The group of several dozen seventh-graders had just finished school in Alon Shvut and were preparing to return to their homes in the bloc of settlement communities near Bethlehem. A few of the boys, their yarmulkes blowing in the wind, stuck out their index fingers, the Israeli equivalent of “thumbing a ride.”
“Absolutely not!” yelled their teacher. “No hitchhiking! You’ll wait for the next bus.”
He then consulted his watch.
“It comes in two hours.”
The students let out a collective groan.
On June 12, three teenagers were kidnapped on their way home from school late at night. In the ensuing days, thousands of Israeli soldiers surrounded the West Bank town of Hebron, about 10 miles from the school, believing that is where the kidnappers were holding the boys, who studied at a yeshiva boarding school in the area.
The mood in the region was somber. Many of the residents of these 20 communities know the kidnapped teenagers. Others see their own sons in them.
“I’m full of worry and anticipation, but I actually have hope,” said Sharon Katz, a theater director who lives in nearby Efrat. “The entire nation is praying for the recovery of these three wonderful boys. These three teenagers could have been anybody’s teenagers.”

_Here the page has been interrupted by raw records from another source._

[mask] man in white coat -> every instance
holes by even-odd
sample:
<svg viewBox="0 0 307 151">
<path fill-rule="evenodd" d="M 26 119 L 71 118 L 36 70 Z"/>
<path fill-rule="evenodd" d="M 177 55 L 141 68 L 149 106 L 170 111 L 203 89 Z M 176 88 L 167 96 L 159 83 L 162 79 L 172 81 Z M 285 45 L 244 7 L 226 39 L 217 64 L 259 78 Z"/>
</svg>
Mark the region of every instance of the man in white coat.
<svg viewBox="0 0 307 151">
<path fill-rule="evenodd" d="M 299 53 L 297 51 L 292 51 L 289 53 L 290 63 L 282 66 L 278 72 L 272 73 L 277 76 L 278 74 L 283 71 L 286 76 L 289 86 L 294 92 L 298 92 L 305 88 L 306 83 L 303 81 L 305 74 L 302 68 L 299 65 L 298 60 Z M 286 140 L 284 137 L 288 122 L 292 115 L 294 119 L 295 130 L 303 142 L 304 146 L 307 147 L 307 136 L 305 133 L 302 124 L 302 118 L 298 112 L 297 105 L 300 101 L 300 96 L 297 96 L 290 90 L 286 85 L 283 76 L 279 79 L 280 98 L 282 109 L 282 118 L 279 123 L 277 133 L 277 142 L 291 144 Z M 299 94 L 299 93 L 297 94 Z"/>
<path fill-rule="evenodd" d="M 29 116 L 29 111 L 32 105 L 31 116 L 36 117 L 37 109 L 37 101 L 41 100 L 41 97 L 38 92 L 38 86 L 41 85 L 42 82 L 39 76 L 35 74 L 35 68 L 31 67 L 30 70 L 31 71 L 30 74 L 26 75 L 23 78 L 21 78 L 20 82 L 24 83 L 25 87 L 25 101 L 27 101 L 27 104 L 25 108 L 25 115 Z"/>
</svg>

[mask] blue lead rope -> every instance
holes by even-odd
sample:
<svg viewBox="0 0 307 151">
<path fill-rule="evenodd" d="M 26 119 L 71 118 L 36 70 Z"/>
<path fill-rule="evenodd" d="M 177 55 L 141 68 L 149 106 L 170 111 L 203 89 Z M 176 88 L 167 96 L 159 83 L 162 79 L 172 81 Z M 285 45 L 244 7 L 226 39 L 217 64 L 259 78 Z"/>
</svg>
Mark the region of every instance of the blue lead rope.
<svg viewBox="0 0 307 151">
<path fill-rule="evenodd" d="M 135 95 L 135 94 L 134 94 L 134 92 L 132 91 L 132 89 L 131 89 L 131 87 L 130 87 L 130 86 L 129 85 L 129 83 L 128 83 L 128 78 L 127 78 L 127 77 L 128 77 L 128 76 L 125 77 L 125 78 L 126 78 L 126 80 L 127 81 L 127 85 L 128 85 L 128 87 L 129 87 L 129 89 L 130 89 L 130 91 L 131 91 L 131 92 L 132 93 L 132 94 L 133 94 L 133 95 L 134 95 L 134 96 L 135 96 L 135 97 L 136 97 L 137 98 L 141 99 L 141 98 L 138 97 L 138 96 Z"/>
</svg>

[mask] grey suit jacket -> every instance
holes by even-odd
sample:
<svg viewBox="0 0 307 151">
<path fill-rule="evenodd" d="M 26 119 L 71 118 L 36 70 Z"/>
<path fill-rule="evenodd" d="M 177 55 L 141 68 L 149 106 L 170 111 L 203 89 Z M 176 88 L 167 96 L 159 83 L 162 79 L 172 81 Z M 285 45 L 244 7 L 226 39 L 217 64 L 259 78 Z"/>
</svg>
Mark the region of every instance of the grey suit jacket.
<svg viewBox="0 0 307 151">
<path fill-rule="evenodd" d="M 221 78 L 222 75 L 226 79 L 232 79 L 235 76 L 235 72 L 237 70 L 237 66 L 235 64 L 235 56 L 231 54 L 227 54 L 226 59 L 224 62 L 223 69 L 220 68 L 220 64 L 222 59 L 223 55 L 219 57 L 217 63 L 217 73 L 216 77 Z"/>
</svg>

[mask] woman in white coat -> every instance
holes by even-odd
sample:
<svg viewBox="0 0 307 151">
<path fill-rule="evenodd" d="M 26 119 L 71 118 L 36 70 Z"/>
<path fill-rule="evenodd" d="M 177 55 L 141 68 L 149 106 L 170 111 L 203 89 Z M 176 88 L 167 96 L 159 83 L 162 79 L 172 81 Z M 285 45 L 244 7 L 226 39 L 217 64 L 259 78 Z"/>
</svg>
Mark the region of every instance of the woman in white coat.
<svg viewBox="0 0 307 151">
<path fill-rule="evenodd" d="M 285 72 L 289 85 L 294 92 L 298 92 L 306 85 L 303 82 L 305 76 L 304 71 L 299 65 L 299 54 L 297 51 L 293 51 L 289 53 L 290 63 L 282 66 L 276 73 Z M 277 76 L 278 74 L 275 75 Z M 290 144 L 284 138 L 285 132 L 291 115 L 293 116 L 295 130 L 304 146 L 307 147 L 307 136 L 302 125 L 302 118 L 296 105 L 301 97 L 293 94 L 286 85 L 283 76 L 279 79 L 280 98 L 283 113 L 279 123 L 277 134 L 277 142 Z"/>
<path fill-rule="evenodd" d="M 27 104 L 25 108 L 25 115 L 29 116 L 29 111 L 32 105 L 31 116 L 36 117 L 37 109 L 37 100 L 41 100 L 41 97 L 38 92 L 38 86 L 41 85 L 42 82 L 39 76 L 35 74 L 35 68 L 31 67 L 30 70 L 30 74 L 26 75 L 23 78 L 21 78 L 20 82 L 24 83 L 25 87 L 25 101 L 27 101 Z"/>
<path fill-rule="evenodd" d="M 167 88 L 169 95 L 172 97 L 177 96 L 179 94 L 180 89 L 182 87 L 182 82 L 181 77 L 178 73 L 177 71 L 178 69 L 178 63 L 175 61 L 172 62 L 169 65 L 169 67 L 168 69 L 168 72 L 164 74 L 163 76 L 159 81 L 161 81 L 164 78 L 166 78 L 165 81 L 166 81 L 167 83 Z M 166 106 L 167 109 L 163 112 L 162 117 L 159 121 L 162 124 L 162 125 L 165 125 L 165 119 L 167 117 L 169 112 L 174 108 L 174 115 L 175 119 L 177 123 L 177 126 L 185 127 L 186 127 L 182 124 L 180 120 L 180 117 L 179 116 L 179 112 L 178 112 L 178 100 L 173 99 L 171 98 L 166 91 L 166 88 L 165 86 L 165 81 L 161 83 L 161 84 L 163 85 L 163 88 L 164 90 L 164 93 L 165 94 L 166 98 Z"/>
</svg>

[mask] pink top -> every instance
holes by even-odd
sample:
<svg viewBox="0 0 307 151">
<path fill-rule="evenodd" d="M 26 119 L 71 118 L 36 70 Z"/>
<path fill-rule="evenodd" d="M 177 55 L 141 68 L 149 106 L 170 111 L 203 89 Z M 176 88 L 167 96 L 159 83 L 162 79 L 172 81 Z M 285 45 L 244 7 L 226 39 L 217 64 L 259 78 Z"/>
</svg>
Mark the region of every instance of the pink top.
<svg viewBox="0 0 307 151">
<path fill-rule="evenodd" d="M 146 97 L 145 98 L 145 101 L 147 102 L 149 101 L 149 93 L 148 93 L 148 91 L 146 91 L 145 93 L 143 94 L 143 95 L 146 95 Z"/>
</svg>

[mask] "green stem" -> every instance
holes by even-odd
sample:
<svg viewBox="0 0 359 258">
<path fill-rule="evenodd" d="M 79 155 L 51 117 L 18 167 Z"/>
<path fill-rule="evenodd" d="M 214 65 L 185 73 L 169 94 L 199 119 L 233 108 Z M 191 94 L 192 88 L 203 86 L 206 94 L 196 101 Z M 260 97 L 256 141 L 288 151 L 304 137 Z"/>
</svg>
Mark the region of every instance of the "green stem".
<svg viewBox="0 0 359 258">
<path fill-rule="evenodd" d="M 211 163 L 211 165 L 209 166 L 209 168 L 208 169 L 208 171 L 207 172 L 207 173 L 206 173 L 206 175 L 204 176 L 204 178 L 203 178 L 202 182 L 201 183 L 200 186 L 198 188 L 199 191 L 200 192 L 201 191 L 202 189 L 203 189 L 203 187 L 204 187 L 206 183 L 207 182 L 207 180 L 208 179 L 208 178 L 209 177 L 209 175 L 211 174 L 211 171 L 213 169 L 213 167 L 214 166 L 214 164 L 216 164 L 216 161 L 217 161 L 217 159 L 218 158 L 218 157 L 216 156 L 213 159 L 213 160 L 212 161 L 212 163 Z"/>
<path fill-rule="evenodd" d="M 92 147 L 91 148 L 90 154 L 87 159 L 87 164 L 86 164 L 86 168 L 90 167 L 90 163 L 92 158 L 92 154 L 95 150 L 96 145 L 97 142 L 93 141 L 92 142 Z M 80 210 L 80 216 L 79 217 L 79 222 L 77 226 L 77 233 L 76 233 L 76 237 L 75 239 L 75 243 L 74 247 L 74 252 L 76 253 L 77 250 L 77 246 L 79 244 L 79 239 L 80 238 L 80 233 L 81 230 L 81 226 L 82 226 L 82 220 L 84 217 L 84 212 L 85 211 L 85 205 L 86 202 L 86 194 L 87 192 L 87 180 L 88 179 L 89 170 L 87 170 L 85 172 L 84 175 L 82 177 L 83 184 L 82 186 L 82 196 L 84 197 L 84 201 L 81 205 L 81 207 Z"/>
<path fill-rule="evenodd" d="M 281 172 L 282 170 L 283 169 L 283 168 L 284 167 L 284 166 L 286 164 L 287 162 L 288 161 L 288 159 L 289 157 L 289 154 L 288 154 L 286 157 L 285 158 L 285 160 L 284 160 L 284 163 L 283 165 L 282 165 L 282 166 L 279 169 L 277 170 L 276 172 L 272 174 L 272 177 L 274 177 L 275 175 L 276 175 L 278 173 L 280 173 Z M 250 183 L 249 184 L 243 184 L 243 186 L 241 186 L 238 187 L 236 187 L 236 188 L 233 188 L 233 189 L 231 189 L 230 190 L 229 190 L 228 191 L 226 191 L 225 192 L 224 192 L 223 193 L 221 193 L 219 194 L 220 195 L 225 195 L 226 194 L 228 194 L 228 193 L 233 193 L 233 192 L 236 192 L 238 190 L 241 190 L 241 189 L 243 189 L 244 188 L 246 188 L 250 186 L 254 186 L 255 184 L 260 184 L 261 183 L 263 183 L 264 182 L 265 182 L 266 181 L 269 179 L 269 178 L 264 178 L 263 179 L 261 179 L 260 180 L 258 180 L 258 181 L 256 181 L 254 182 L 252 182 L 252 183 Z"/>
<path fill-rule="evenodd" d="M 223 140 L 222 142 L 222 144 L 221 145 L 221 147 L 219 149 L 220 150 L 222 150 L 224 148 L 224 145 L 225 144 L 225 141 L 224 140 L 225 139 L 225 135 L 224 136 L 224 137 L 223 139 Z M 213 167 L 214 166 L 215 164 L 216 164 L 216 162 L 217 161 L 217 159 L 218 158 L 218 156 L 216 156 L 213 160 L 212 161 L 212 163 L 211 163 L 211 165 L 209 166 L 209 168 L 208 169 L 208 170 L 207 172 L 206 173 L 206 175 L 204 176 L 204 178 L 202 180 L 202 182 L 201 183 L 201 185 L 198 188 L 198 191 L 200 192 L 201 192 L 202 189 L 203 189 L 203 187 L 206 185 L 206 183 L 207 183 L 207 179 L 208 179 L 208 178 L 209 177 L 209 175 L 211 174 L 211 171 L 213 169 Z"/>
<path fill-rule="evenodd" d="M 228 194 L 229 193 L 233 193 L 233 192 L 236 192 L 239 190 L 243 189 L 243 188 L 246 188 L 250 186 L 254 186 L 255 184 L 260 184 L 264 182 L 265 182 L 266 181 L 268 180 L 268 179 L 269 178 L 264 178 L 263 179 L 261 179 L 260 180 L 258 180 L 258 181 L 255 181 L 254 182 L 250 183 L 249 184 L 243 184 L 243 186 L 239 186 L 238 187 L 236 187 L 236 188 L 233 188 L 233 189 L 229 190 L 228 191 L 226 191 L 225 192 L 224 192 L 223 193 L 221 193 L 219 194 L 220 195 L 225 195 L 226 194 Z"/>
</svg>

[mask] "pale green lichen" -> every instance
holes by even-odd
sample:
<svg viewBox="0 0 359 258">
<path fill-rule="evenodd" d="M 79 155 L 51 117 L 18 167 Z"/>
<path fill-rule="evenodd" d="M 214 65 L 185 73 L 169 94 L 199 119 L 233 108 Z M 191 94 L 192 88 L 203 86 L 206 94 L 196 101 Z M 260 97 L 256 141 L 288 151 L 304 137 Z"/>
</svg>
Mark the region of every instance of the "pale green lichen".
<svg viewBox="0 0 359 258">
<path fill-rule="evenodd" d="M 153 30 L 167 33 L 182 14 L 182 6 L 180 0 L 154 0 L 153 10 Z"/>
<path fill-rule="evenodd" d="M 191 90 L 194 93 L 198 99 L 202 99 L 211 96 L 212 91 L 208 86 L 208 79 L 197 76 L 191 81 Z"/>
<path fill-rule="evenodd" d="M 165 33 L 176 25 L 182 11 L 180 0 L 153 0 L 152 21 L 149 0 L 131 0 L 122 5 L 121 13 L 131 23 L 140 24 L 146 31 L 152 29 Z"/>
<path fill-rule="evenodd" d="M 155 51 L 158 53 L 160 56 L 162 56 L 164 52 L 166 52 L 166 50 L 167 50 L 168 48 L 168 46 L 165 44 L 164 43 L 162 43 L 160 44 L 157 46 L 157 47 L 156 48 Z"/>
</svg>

Davidi Perl, the mayor of the 20,000 residents who live in Gush Etzion, said that the kidnapping has been devastating for residents there.
“It’s like someone came into your house and took your children,” he said. “It’s like they hit our soft belly. We felt like we were safe here. We walk around, go jogging or bike riding at all hours of the day or night. But we weren’t really safe.”
Katz started her theater company called Raise Your Spirits at the height of the second intifada, the violent Palestinian uprising against Israel that began in 2000. These days she volunteers at a hospitality stand for Israeli soldiers. She dispenses drinks and homemade cakes for several hundred soldiers each day. Many of those passing through these days are heading to Hebron.
The hospitality stand was started in memory of Shmuel Gillis, a doctor from the area who was shot and killed while driving home from the hospital 13 years ago. His wife, Ruti, says the Palestinians in Hebron should pay the price for the kidnapping.
“I don’t want anyone to suffer,” said the soft-spoken artist, sitting at a table outside the hospitality stand. “But we should make life intolerable for the people there. We should cut off the water and the electricity and not let anyone go to work. Eventually, people will say to the kidnappers, ‘Give them back, we don’t want to suffer anymore.’ ”
These post-1967 communities are just 10 miles outside Jerusalem, where many of the residents commute for school or work every day. There are buses that serve the area, but they are infrequent. All ages are represented here, but it’s especially the youth who commute by hitchhiking — either from bus stops or special hitchhiking posts.
“My mother is worried about hitchhiking, but I told her I’m more nervous about crossing the highway here than accepting a ride,” said Noa Divo, 18, as she waited for a ride. “Of course my first reaction to the kidnapping was fear, but it’s much more convenient than the buses and it saves money.”
“Hitchhiking is simply part of the fabric of life here,” said Perl. “There are buses to Jerusalem but no buses between the communities. If you want to get from one to the other you have to hitchhike or walk.”
Perl says his own children frequently hitchhike. His 16-year-old son carries tear gas with him whenever he travels to Jerusalem and his sons in the army have their army-issued arms. But children as young as 12 or 13 who can be seen trying to get a ride would be unable to defend themselves if attacked.
The Israeli army says it has foiled at least 30 kidnapping attempts in the past year.
The proper response to the kidnappings is also being debated here. Some call for harsher measures against the Palestinians; others call for more Jews to move to the settlement.
One possible reason for the kidnapping is that the teenagers were taken in order to exchange them for some of the 5,000 Palestinian prisoners being held in Israeli jails. In 2011, Israel freed more than 1,000 Hamas prisoners in exchange for captured Israeli soldier Gilad Shalit. The prevalent mood now seems to be against a prisoner exchange.
“I am against any prisoner release,” said Perl. “The prisoners return to terror and do other acts against Israel. It doesn’t help and will never help to achieve peace.”
Even the seventh-grade boys waiting for the bus had an opinion.
“It would be a terrible thing if they did that,” Gavriel Gimpel, 13, said. “The last time they did that they took 1,000 for one. So if they have three they could take a lot more. We shouldn’t do it.”